Настроение у Славика опять испортилось. Да так, что захотелось и заплакать, и уехать домой. Но дома никого не было, папа с мамой летели сейчас где-то над Уралом.
До него только сейчас дошло, какую свинью подложили ему родители, отправив в деревню. Что он будет здесь делать? Слушать бабкины разговоры да скрип избы? Они будут расхаживать по Японии, осматривать храмы, таращиться на знаменитую гору Фудзи, фотографировать направо и налево, а здесь на улицу выйти и то нельзя – назовут Лимонадным Джо! Ну и пусть. Ни разу он не наденет старые брюки, а специально будет ходить в новых. И ни с кем не заговорит. Нужны они ему! В догонялки на деревьях играют. Как обезьяны! Борются на траве! И игры у них наверняка прошлого века. Примитив! Да он и слова никому из них не ответит. Подумаешь, две недели! Он может хоть год молчать. И домой вернется, ничего не будет рассказывать, и слушать ничего об их дурацкой Японии не станет.
Бабушка вышла на крыльцо.
– Идите в дом, пообедаем. Я на скорую руку кой-чего приготовила. Нина городских кушаний отведает. Идемте!

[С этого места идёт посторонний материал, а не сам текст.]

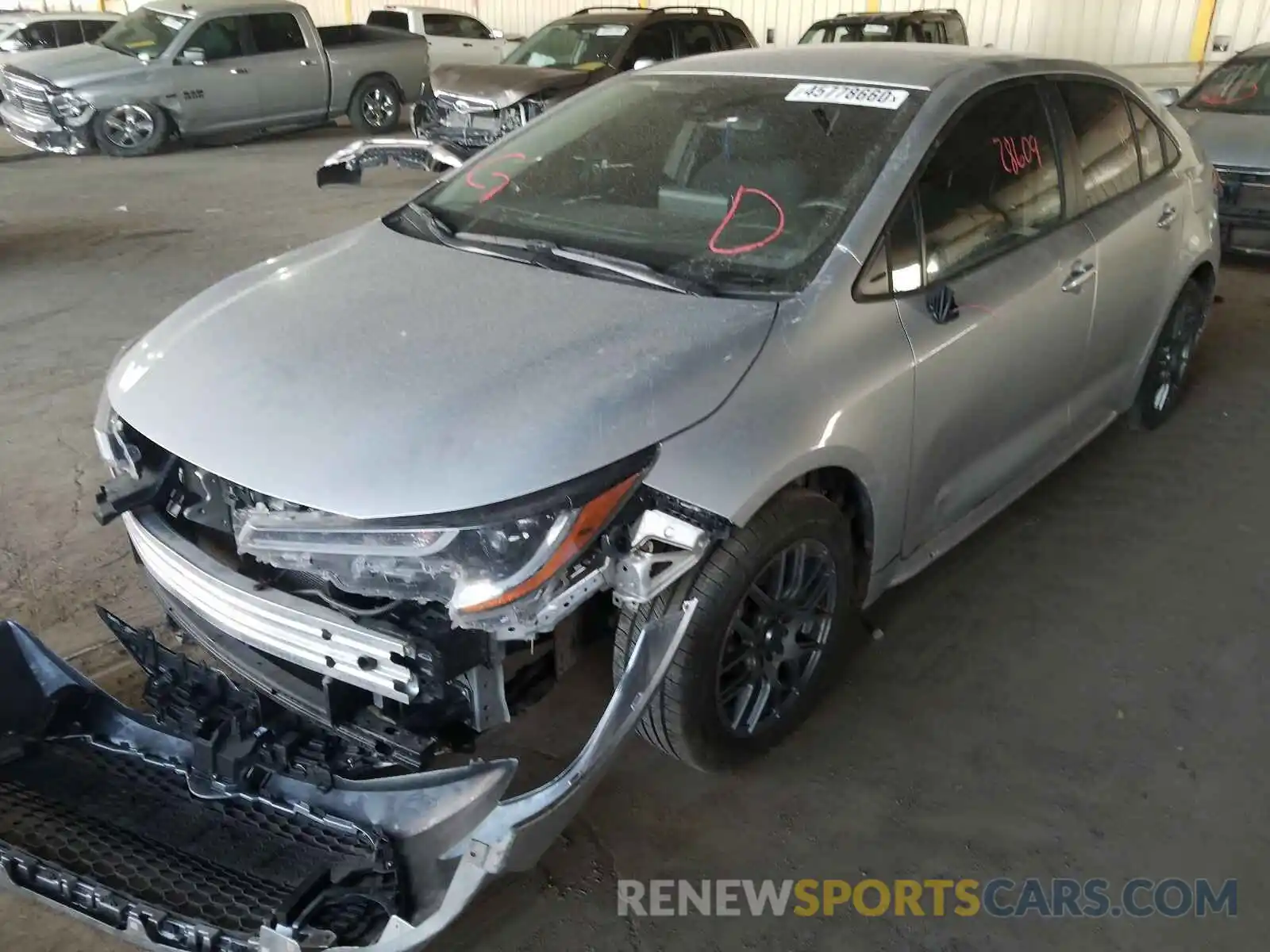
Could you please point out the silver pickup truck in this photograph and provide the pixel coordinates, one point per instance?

– Я не хочу, – отвернулся Славик.
– Может, тебе огурчиков свеженьких принести? Прямо с грядки? Помидор?
– Я не хочу есть! – отчеканил Славик.
– Да что случилось-то? – удивилась бабушка. – Голова, что ли, разболелась?
Нинка почему-то отступила от Славика на шаг.
– А? – бабушка спустилась на одну ступеньку. – Растрясло тебя в автобусе?
Нинка сделала шаг назад и с безопасного расстояния объявила диагноз:
– Угорела барыня в нетопленой горнице: не дадут – просит, а дадут – бросит. – И разъяснила пословицу: – Ему, видать, вожжа под хвост попала.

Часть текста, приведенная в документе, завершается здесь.